Upcoming e-Learning Courses 2024
20 January to 21 February 2025
Using administrative data to produce official statistics
National statistical systems are increasingly using administrative data to compile official statistics. Such data can be utilized to better meet the increasing demands for new statistics and indicators that are highly disaggregated. Administrative data is not collected for the primary purpose of compiling official statistics, and statisticians need to ensure that the data meets certain criteria before using it to produce official statistics. This course provides an overview of administrative data, a discussion of data quality issues and institutional mechanisms to ensure that administrative data can be used in the production of official statistics. The course builds upon content developed for in-person training courses conducted by UNSD and to which members of the Collaborative on Administrative Data have provided valuable input.
17 February to 14 March 2025
Principles of Reproducible Analytical Pipelines for Official Statistics
This e-learning course aims to build capacity in national statistical systems for the development and implementation of Reproducible Analytical Pipelines (RAPs) for Official Statistics.
What is a Reproducible Analytical Pipeline?
Simply put, reproducible analytical pipelines (RAPs) are automated statistical processes (data processing and analysis) that codify to the greatest extent possible the production of official statistics. Common tools that are used to develop RAP include software such as R or Python, and version control management tools such as Git.
Reproducibility is at the heart of the approach. It implies that the outputs can be generated again with any new or revised input datasets using the RAP developed. This also implies drafting documents explaining the RAP that make it possible to build institutional knowledge and use the RAP in the future by new staff.\
Why are Reproducible Analytical Pipelines important for Official Statistics?

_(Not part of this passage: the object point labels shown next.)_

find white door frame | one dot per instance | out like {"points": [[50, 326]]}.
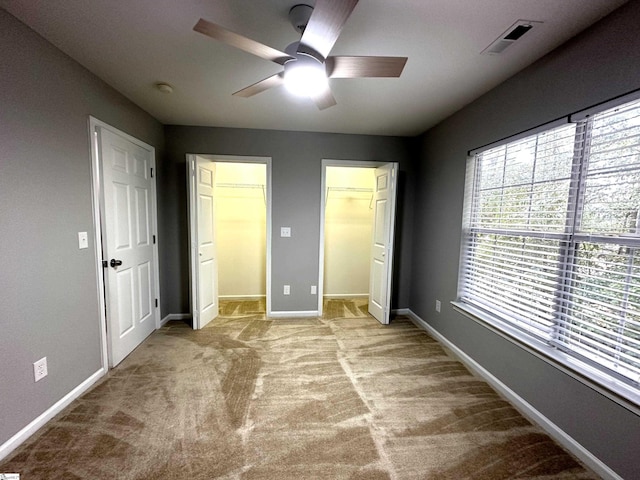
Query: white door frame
{"points": [[98, 217], [336, 163], [193, 222]]}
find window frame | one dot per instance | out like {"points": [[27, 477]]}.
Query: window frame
{"points": [[586, 370]]}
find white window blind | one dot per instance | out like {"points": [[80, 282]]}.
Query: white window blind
{"points": [[552, 238]]}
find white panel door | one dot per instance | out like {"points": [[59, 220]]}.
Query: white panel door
{"points": [[207, 270], [128, 243], [384, 201]]}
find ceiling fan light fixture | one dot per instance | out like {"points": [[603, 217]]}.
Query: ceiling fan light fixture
{"points": [[305, 76]]}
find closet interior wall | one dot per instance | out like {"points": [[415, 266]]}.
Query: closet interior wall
{"points": [[347, 231], [241, 229]]}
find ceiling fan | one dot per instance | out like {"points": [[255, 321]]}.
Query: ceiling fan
{"points": [[307, 64]]}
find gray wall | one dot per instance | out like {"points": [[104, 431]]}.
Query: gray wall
{"points": [[601, 63], [48, 291], [296, 173]]}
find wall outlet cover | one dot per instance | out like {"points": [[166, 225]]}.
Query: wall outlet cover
{"points": [[40, 369]]}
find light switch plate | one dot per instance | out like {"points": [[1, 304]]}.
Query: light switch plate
{"points": [[83, 240], [285, 231]]}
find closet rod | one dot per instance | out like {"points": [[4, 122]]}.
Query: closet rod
{"points": [[240, 185]]}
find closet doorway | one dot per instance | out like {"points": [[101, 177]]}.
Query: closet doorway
{"points": [[357, 226], [229, 216]]}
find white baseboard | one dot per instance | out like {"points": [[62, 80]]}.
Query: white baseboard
{"points": [[175, 316], [239, 297], [19, 438], [345, 295], [518, 402], [291, 314]]}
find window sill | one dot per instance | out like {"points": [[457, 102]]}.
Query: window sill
{"points": [[617, 391]]}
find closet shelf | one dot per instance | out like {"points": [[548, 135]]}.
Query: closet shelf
{"points": [[252, 186], [352, 192]]}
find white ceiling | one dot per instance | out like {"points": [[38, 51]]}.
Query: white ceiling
{"points": [[132, 44]]}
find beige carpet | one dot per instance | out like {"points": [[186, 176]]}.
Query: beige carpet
{"points": [[338, 397]]}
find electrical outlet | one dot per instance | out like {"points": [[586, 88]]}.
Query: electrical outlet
{"points": [[40, 369], [285, 231], [83, 240]]}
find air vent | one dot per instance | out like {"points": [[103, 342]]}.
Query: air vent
{"points": [[513, 33]]}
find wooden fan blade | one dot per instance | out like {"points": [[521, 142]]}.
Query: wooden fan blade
{"points": [[325, 25], [324, 99], [243, 43], [362, 67], [269, 82]]}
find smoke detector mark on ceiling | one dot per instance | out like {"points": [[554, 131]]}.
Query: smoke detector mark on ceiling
{"points": [[509, 37]]}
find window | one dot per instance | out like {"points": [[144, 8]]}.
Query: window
{"points": [[551, 240]]}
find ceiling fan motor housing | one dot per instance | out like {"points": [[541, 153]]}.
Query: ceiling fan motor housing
{"points": [[299, 16]]}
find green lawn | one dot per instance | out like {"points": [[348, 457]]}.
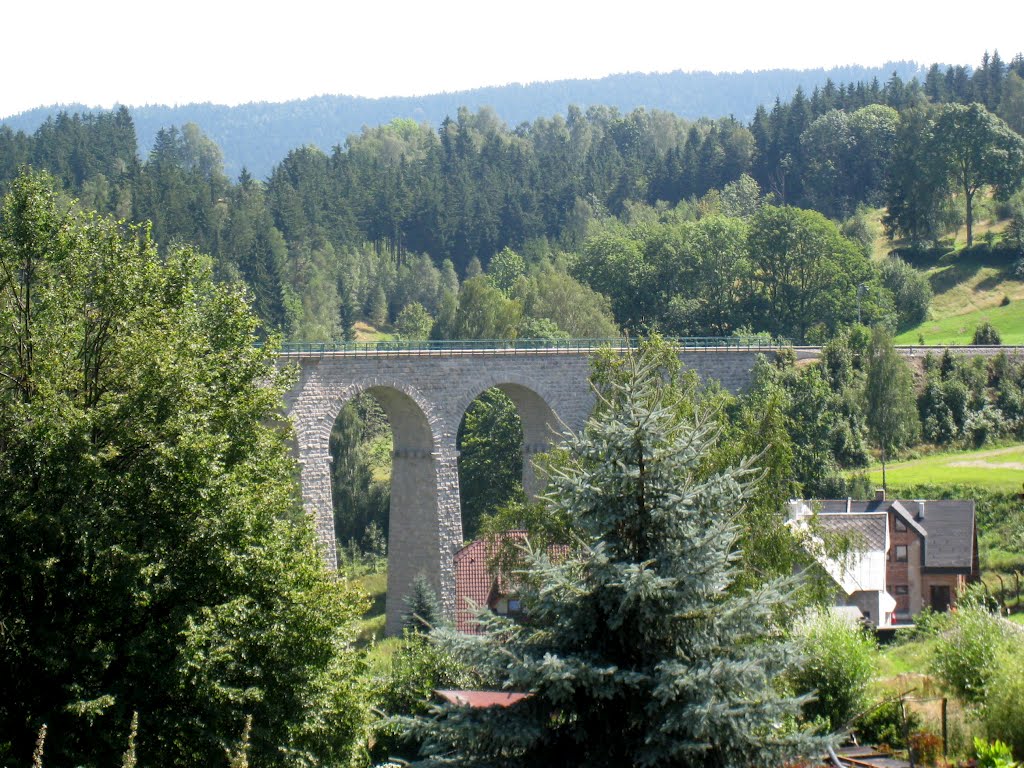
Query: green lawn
{"points": [[958, 329], [970, 288], [372, 624], [996, 469]]}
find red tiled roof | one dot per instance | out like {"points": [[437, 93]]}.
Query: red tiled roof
{"points": [[477, 585], [479, 699], [474, 583]]}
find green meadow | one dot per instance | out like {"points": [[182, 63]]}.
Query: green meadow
{"points": [[998, 470]]}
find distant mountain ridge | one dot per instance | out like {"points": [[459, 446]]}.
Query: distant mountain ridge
{"points": [[257, 136]]}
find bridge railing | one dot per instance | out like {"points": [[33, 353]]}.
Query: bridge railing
{"points": [[517, 346]]}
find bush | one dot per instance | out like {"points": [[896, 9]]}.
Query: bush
{"points": [[910, 289], [1003, 714], [839, 663], [884, 725], [994, 755], [927, 748], [986, 335], [966, 656]]}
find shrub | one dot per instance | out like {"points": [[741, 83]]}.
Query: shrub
{"points": [[884, 725], [927, 748], [910, 289], [994, 755], [839, 663], [986, 335], [1003, 714], [966, 657]]}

All national statistical systems are engaged in the regular, high frequency production of many official statistics. For example, most countries compile monthly consumer price index (CPI). The input data for the compilation of CPI is generally the same from month to month. By developing and implementing an RAP for the compilation of CPI, countries can improve the timeliness and quality of the CPI since automation reduces the time required to clean and analyze the data; it also reduces the chance of errors that could occur when relying on non-automated processes.
Furthermore, the Sustainable Development Goals (SDGs) require that countries use more diverse data sources in the compilation of indicators. The COVID-19 crisis has shown that automated tools can facilitate data analysis and reporting when these sources are updated. These tools, including software such as R and sharing platforms such as GitHub, allow statisticians to streamline data cleaning, compilation, and analysis.